Старик Талалай говорил мало и коротко, чтобы не отрываться от Книги. Бог даровал Талалаю долгую жизнь, чтобы он мог начитаться, и Талалай начитался всласть.
– Я ее понимаю, – говорила в ответ дочь его Фрида. – Кто только меня поймет?
Старуха – толстое брюхо написала письмо. Заказное. Высокому начальству. "Так, мол, и так, имея опыт голодной блокады, чтобы улучшить жизнь и прибавить питания народу, предлагаю делать варенье из зеленых помидоров. Вкусно. Дешево. Я пробовала. Чай, хлеб с вареньем – вот и еда".
Долго не было ответа. Месяц, пожалуй. А то и три. Думали, наверно. Решали. А может, варенье варили на пробу. Потом пришел конверт – "Правительственный". "Уважаемая гражданка! Большое вам спасибо за заботу. Но сейчас уже не те времена, война давно прошла, жить стало легче: варенье из зеленых помидоров делать теперь не стоит".
Позвала Фриду.
Заперла дверь от Петренков.
Показала письмо.
Поахали – пощупали – почитали, потом выпили чайку с вареньем из зеленых помидоров. Намажешь на хлеб – вот и еда, пенсионеру прибавка.
Когда Фрида собралась в Иерусалим, та спросила с натугой:
– Там хоть газ-то есть?..
Попили опять чайку. Поели Фридин торт. Откушали напоследок варенье из зеленых помидоров.
Ночью, с огорчения, старуха прорубилась через стену в соседскую квартиру.
Без разрешения. Без инструментов. Одной только яростью и тоской.
А у соседей, за стеной, та же кухня. Только потеснее, погрязнее и тараканов побольше.
И стало у нее два выхода.
Два выхода на две кухни...
Фрида теперь в Иерусалиме.
Дети отдельно.
Внуки
Выходит вечером на автобусную остановку, садится на лавочку, оглядывает переливы огней внизу, редких прохожих.
Город затаился в ночи. Город перемигивается спросонья огнями.

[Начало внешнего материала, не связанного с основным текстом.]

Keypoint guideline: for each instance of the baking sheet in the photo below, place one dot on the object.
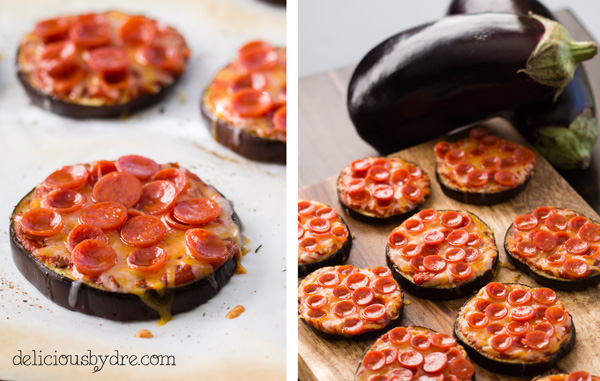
(33, 143)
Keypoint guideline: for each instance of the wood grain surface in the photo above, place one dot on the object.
(328, 143)
(320, 359)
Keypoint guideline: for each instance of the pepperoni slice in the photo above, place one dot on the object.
(519, 297)
(280, 119)
(556, 315)
(410, 359)
(462, 369)
(441, 341)
(157, 197)
(422, 277)
(373, 312)
(473, 254)
(315, 302)
(524, 155)
(496, 311)
(579, 375)
(556, 259)
(52, 29)
(101, 168)
(526, 222)
(92, 257)
(363, 296)
(383, 194)
(505, 178)
(420, 342)
(545, 241)
(434, 263)
(385, 285)
(576, 268)
(477, 133)
(577, 222)
(118, 187)
(501, 342)
(399, 336)
(477, 320)
(144, 231)
(90, 34)
(577, 246)
(461, 271)
(458, 237)
(544, 295)
(411, 192)
(590, 232)
(137, 31)
(414, 225)
(441, 149)
(83, 232)
(435, 362)
(556, 222)
(491, 163)
(481, 305)
(433, 237)
(109, 60)
(352, 326)
(537, 340)
(250, 103)
(42, 222)
(105, 215)
(69, 177)
(452, 219)
(329, 280)
(356, 280)
(523, 313)
(64, 200)
(196, 211)
(139, 166)
(257, 55)
(496, 291)
(455, 156)
(545, 327)
(148, 260)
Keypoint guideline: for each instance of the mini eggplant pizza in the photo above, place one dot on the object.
(245, 105)
(100, 65)
(126, 240)
(514, 329)
(344, 302)
(323, 237)
(414, 353)
(482, 169)
(382, 190)
(578, 375)
(442, 254)
(557, 247)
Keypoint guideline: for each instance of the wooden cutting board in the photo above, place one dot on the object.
(320, 359)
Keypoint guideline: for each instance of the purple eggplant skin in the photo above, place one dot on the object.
(565, 130)
(429, 80)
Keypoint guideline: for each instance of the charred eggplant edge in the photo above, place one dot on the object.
(514, 368)
(547, 279)
(113, 305)
(336, 258)
(446, 293)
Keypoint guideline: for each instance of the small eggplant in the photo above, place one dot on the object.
(564, 131)
(429, 80)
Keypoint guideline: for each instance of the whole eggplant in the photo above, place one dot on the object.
(429, 80)
(565, 130)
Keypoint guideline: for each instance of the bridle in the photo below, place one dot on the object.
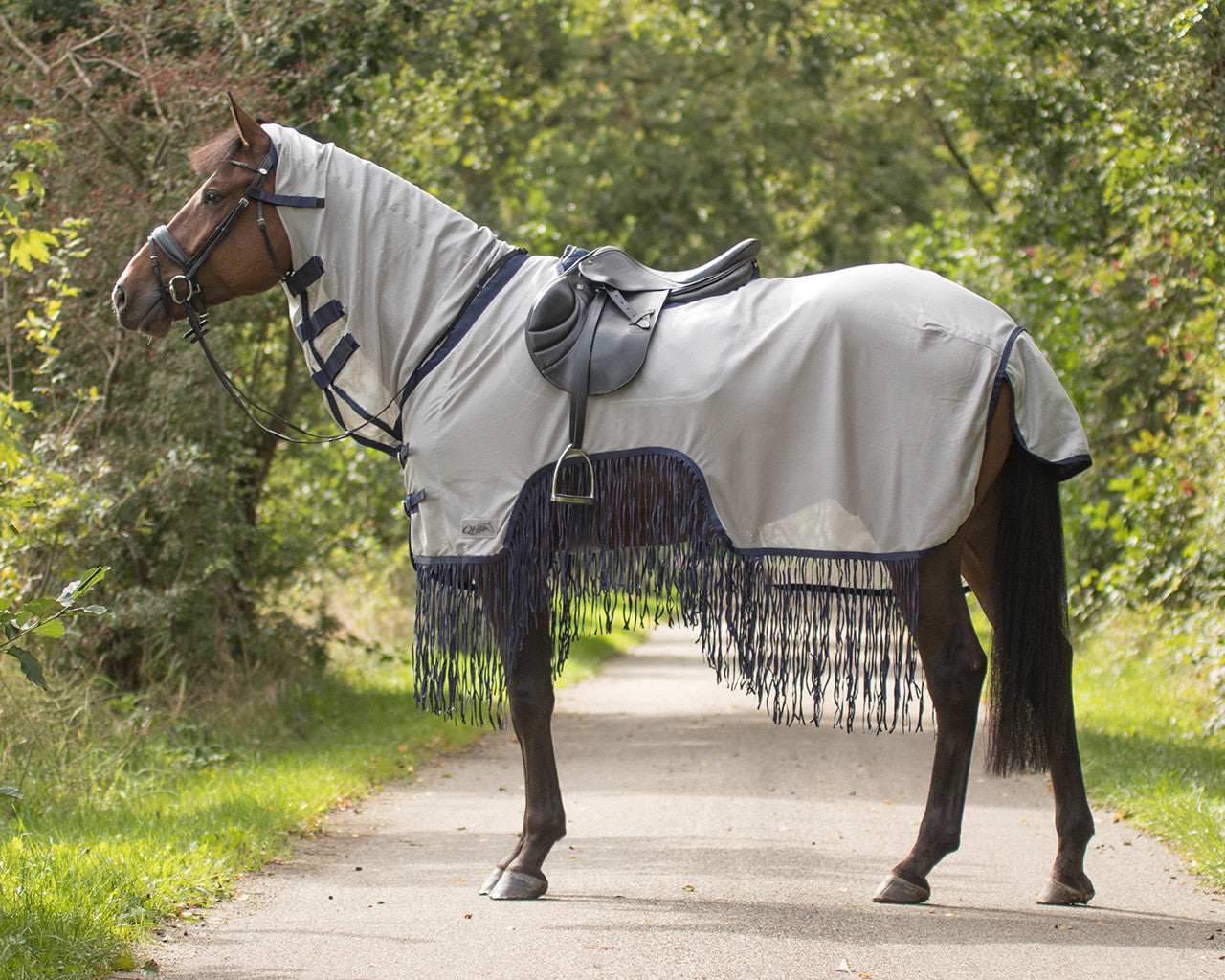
(184, 289)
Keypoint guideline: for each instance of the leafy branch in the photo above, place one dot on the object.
(44, 616)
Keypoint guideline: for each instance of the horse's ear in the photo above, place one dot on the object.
(248, 127)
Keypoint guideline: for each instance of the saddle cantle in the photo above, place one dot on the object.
(590, 329)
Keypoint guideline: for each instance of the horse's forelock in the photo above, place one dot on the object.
(205, 160)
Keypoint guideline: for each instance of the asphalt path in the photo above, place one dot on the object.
(703, 842)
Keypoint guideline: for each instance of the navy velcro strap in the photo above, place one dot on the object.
(305, 276)
(413, 501)
(336, 362)
(283, 200)
(319, 322)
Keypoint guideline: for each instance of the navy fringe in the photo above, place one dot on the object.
(795, 630)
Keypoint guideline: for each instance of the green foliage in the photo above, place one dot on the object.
(1142, 712)
(151, 814)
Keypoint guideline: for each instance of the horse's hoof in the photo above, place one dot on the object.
(896, 891)
(517, 884)
(1058, 893)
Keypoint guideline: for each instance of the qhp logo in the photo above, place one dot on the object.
(475, 527)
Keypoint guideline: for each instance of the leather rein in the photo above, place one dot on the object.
(184, 289)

Холодом тянет с далекого неба, холодом тянет от города, будто нет ему дела до Фриды, а на рассвете – глядишь – раскинулся на виду, разметался по холмам во сне: доверчивый и прекрасный.
Фриде грустно по вечерам.
Фрида тоскует на лавочке.
Временами Фрида отбрасывает две тени: свою и Абарбарчука.
4
– Ваня, – сказала она категорически. – Для спанья время от Бога присуждено – полдень.

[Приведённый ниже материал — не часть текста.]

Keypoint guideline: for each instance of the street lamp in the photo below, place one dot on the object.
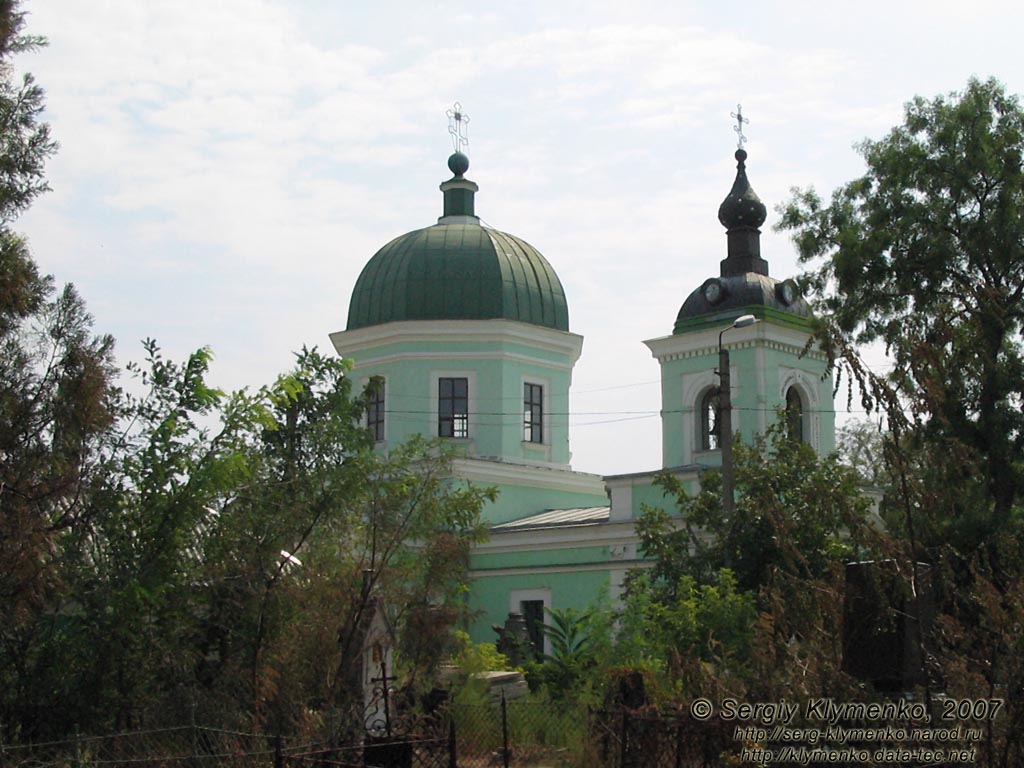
(725, 411)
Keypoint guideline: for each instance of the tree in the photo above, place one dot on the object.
(752, 600)
(925, 252)
(56, 393)
(225, 572)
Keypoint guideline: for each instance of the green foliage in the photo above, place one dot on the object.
(750, 601)
(795, 512)
(569, 634)
(924, 254)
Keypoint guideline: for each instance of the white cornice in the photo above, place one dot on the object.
(449, 354)
(563, 342)
(705, 342)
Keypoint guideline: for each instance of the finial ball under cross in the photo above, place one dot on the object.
(738, 128)
(458, 127)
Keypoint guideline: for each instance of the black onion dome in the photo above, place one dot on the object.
(749, 292)
(741, 206)
(743, 286)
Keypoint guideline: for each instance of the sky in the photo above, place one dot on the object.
(227, 167)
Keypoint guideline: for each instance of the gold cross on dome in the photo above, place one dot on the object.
(458, 127)
(738, 128)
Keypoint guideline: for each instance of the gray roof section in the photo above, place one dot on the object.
(556, 518)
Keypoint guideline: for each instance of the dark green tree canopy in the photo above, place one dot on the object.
(925, 252)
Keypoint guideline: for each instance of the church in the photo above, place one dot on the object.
(467, 332)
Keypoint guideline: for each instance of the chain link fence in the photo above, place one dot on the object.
(500, 734)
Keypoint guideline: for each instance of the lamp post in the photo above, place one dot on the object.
(725, 411)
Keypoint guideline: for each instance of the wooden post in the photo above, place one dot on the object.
(279, 752)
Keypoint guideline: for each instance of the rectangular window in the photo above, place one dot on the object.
(532, 413)
(532, 613)
(375, 409)
(453, 408)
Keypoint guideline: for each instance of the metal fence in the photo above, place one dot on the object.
(498, 734)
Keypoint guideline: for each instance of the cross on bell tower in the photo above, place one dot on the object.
(738, 128)
(458, 127)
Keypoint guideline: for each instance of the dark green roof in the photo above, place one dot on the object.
(458, 271)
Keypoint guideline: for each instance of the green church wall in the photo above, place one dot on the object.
(496, 427)
(488, 602)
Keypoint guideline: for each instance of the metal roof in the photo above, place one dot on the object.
(554, 518)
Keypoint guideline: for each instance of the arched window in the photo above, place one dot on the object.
(710, 437)
(794, 415)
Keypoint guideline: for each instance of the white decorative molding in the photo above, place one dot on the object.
(360, 339)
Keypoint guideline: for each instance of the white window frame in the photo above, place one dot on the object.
(470, 377)
(545, 385)
(516, 597)
(364, 381)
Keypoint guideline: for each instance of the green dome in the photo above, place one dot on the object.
(458, 270)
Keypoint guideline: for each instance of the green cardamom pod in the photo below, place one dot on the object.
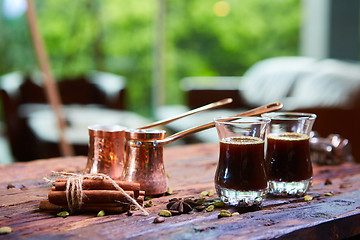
(101, 213)
(210, 208)
(225, 213)
(219, 204)
(5, 230)
(63, 214)
(165, 213)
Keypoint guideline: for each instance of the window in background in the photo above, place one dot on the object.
(202, 38)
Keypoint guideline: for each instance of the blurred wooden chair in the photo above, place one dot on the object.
(21, 95)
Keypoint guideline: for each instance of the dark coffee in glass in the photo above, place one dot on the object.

– Это кто постановил? – спросил он.
– Мономах.
Было стыдно.
Они только женихались.
Тахта звала к себе новой хрустящей простыней, купленной на скорую свадьбу.
– Как скажешь, Анечка.
И она забеременела.
– Ты не для меня создан, – говорила она в дреме. – Слишком уж это расточительно. Ты создан для всех женщин. Чтобы взрывались с тобой в радости и опадали в печали. Но я тебя никому не отдам.
– Как скажешь, Анечка.
Так его и прозвали.
"Города Олонца поп Иван Окулов, собрав охотников пеших с тысячу человек, ходил за рубеж в свейскую границу, и на тех заставах шведов побил многое число, и взял рейтарское знамя, барабаны, и шпаг, фузей и лошадей довольно..."

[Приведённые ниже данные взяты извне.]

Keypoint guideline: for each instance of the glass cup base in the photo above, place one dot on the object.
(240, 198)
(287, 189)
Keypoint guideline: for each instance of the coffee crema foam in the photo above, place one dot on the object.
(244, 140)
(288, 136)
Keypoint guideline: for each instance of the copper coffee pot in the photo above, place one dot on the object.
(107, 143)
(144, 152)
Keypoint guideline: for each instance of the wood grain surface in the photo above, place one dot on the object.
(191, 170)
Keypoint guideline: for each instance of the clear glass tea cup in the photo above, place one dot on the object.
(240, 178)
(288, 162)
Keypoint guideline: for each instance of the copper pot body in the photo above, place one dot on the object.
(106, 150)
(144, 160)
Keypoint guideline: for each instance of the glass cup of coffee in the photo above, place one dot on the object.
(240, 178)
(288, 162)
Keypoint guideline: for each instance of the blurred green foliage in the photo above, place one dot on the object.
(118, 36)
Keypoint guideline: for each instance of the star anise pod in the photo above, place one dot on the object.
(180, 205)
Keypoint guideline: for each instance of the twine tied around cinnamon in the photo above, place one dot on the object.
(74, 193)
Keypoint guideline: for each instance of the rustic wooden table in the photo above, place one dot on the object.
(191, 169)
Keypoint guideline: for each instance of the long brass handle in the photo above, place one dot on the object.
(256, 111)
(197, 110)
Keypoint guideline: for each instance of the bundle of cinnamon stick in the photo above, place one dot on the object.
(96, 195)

На этом она остановилась и пошла из архива в декрет.
Рожать сына Вову.
– Как там Владимир Иванович? – спрашивали сослуживцы по телефону. – Проклевывается?
– На выходе, – отвечала. – Скоро уже обещались.
– Кончай, Анька, – кричал начальник. – У меня работа стоит.
И она родила досрочно.
Родила Ване сына Володю и на том остановилась.
– Хватит, Ваня. Меня в архиве ждут.
– Как скажешь, Анечка.
И тряхнул рассыпчатыми кудрями.
Ваня Рыбкин. Воронежская порода. Нос пуговкой. Глаза голубизной. Скулы наружу. "Как скажешь, Анечка".
Он работал на большом заводе, под Москвой, главным диспетчером, и за его спиной – в неспокойные времена – схоронилась вся ее семья. Кого пристроил в цехе, кого прописал в пригороде: все Коренблиты оказались при деле. Перетерпели космополитизм. Передрожали "врачей-убийц". Пересидели Хрущева с его сомнительной оттепелью: из-за Вани лучше не высовываться.
Не так скажет, да так сделает.
Сын Вова вырос тихим, задумчивым, для окружения странным – и не скажешь в кого.
В метро, в первом вагоне, через процарапанное матовое стекло глядел неотрывно вперед, как набегали в полутьме рельсы, жгуты по стенам, редкие фонари, и как наплывала очередная станция – светлым мраморным пятнышком в конце туннеля.
Сын Вова вырос, уехал первым, как в темный туннель, и писал оттуда редкие письма.
"Тремп", "узи", "фалафель" – трудно понять.